Will its bank prove a burden?
There are still weaknesses in its overall proposition though. For example, unlike Tesco, Sainsbury’s has held on to its bank, and with a tough macroeconomic outlook for the foreseeable future, it could prove be a drag on profitability.
However, this potential weak spot does have the added cushion of a £450m saving in business rates, bestowed by the UK government in March to help businesses cope during the enforced shutdown caused by the coronavirus pandemic. The rate-holiday was part of a £330bn emergency package unveiled by the UK chancellor, Rishi Sunak, meaning all retail, hospitality and leisure businesses in England qualify for a 100% business rates holiday for 12 months.

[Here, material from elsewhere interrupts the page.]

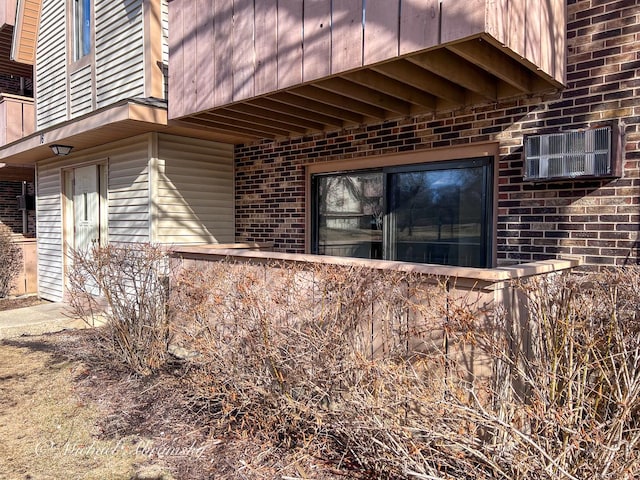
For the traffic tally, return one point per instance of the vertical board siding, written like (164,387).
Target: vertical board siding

Is Sainsbury’s share price undervalued?
Looking ahead at Sainsbury’s share price potential relative to its competitors, the supermarket appears to be in a strong position. Based on investment research firm Morningstar’s quantitative equity research reports, Sainsbury’s is the only stock out of big four retailers to have a 5-star rating. This means that Morningstar’s analysts believe the shares are ‘significantly undervalued’.
For comparison, Tesco and Morrisons currently have a 4-star rating, meaning Morningstar rates the stocks as being ‘undervalued’, while Ocado Group, and Asda-owner, Walmart, have a 2-star rating, which means both shares are rated as ‘overvalued’.
What remains fairly clear though, is that Sainsbury’s new CEO, Simon Roberts, will need to do a lot better than his predecessor if he wants to boost Sainsbury’s share price, and close the gap with the dominant market player, Tesco, in the years ahead.
Sainsbury’s is due to release its first-quarter trading update at 7am on Wednesday 1 July.